Let's test on the training data first

In [None]:
labelled_events_df = []
for event in tqdm(model.trainset):
    try:
        with torch.no_grad():
            edge_scores = model.cuda()(event.x.cuda()).cpu().squeeze()
        labelled_events_df.append(label_hits(event, events_df, event.edge_index[:, edge_scores > 0.6]))
    except:
        pass
labelled_events_df = pd.concat(labelled_events_df)
print(f"Vscore: {weighted_v_score(labels_true=labelled_events_df['clusterID'], labels_pred=labelled_events_df['labelID'], labels_weight=labelled_events_df['E'])[2]}")

### Test Dataset

Now, to build the test set

In [None]:
checkpoint_file = "/global/cfs/cdirs/m3443/data/PowerWeek/checkpoints/classifier.ckpt"

In [None]:
model = MemberClassification.load_from_checkpoint(checkpoint_file)

In [None]:
model.hparams["data_split"] = [10000, 0, 0]
model.hparams["input_dir"] = "/global/cfs/cdirs/m3443/data/PowerWeek/test/test"

In [None]:
model.setup(stage="fit")

In [None]:
input_dir = "/global/cfs/cdirs/m3443/data/PowerWeek/test/test"
num_events = sum(model.hparams["data_split"])
csv_files = sorted([os.path.join(input_dir, f) for f in os.listdir(input_dir) if f.endswith('.csv')])[:num_events//1000 + 1]
events_df = pd.concat([pd.read_csv(f) for f in tqdm(sorted(csv_files))])
if num_events is not None:
    events_df = events_df[events_df["event"].isin(sorted(events_df["event"].unique())[:num_events])]

In [None]:
labelled_events_df = []
for event in tqdm(model.trainset):
    try:
        with torch.no_grad():
            edge_scores = model.cuda()(event.x.cuda()).cpu().squeeze()
        labelled_events_df.append(label_hits(event, events_df, event.edge_index[:, edge_scores > 0.65]))
    except:
        print(f"Error with event {event}")
labelled_events_df = pd.concat(labelled_events_df)

There are some missing rows for some reason!
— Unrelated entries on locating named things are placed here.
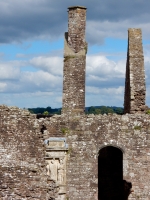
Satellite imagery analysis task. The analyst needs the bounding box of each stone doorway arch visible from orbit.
[98,146,123,200]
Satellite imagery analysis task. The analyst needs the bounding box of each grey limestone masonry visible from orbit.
[0,6,150,200]
[124,28,146,113]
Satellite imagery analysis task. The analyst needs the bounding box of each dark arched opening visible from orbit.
[98,146,123,200]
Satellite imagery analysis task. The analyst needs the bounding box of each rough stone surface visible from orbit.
[62,7,87,113]
[124,28,146,113]
[0,5,150,200]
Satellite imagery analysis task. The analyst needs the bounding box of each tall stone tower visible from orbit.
[124,28,146,114]
[62,6,87,114]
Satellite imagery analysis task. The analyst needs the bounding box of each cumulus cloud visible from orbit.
[0,0,150,44]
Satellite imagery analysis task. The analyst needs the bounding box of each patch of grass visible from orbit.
[61,128,70,135]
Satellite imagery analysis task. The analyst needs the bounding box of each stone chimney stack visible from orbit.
[124,28,146,114]
[62,6,87,114]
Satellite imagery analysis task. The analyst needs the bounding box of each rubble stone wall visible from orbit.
[62,6,87,114]
[124,28,146,113]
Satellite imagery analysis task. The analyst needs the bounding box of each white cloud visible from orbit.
[29,56,63,76]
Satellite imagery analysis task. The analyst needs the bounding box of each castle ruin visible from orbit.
[0,6,150,200]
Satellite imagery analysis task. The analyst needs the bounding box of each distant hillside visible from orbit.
[28,106,123,115]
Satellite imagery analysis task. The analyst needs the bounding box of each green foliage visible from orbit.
[134,126,141,130]
[61,128,70,135]
[146,110,150,115]
[43,111,49,115]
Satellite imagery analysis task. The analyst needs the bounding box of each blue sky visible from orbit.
[0,0,150,108]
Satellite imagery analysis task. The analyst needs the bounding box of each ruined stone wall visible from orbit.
[0,6,150,200]
[124,28,146,113]
[0,106,150,200]
[36,114,150,200]
[62,6,87,113]
[0,106,53,200]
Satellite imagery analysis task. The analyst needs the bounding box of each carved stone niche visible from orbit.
[44,137,68,200]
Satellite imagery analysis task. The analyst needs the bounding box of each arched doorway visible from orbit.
[98,146,123,200]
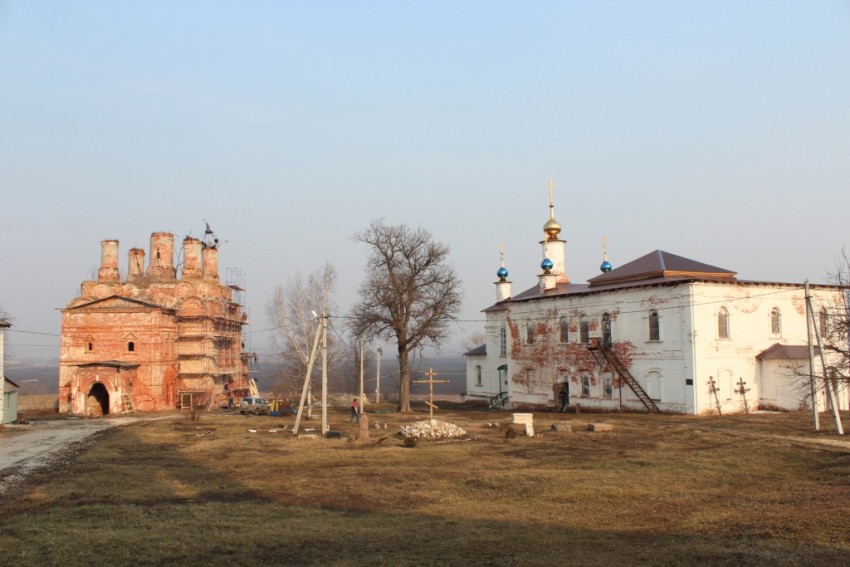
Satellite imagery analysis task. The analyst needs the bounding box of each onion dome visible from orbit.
[543,213,561,240]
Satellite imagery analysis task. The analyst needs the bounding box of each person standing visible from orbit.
[348,398,360,423]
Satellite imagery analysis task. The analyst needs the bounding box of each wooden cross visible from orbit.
[413,368,449,421]
[736,378,750,413]
[546,179,557,207]
[708,376,723,415]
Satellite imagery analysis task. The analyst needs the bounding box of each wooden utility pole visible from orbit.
[803,280,820,431]
[375,347,384,404]
[806,280,844,435]
[413,368,448,421]
[357,339,366,415]
[322,311,330,435]
[292,316,322,434]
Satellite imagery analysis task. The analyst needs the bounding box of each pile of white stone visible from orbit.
[399,419,466,441]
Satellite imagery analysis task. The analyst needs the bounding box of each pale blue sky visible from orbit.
[0,0,850,362]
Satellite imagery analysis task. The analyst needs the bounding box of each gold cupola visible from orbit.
[543,179,561,240]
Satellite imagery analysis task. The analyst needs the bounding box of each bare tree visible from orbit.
[266,264,343,398]
[350,220,462,412]
[815,249,850,388]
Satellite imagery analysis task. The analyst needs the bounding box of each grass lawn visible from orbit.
[0,404,850,566]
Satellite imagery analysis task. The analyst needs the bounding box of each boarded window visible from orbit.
[499,327,508,356]
[579,315,590,343]
[770,307,782,335]
[649,310,661,341]
[717,307,729,339]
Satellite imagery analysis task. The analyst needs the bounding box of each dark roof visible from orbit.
[588,250,736,286]
[756,343,820,360]
[463,345,487,356]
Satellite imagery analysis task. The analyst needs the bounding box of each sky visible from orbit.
[0,0,850,358]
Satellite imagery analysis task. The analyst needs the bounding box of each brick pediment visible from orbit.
[70,295,163,311]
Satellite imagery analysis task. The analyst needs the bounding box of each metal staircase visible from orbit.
[587,339,658,413]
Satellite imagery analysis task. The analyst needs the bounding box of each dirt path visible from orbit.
[0,417,145,495]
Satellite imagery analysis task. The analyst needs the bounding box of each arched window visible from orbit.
[602,313,612,347]
[499,327,508,356]
[581,370,590,398]
[649,309,661,341]
[717,307,729,339]
[770,307,782,335]
[602,372,614,399]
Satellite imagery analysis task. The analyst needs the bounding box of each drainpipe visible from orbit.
[686,284,700,415]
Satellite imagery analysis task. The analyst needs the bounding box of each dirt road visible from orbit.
[0,417,149,495]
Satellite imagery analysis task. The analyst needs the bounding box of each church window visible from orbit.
[717,307,729,339]
[579,315,590,343]
[818,307,829,337]
[499,327,508,356]
[770,307,782,335]
[581,370,590,398]
[602,372,614,400]
[649,309,661,341]
[602,313,611,348]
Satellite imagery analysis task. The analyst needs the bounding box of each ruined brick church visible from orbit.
[59,228,253,415]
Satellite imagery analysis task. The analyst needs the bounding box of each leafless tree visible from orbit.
[815,249,850,388]
[266,264,343,398]
[350,220,462,412]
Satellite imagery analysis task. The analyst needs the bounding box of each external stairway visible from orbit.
[587,338,658,413]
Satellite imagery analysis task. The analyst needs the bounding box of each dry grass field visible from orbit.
[0,406,850,566]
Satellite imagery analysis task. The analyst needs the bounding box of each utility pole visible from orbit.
[358,338,366,415]
[803,280,820,431]
[322,311,330,435]
[806,280,844,435]
[375,347,384,404]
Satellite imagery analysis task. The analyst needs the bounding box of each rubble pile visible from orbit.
[399,419,466,441]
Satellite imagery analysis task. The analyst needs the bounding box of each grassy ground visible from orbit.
[0,406,850,566]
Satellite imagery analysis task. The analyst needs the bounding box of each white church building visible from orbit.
[465,189,848,415]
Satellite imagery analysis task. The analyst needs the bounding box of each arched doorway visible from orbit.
[86,382,109,415]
Let's just add them back in with random labels...

In [None]:
missing_rows = events_df[~events_df.uniqueID.isin(labelled_events_df.uniqueID)]

In [None]:
missing_rows['labelID'] = np.random.randint(0, 1000000, (len(missing_rows)))

In [None]:
labelled_events_df = pd.concat([labelled_events_df, missing_rows])

Save the data

In [None]:
labelled_events_df["clusterID"] = labelled_events_df["labelID"]

In [None]:
labelled_events_df[["uniqueID", "clusterID"]].to_parquet("membership_classification.parquet")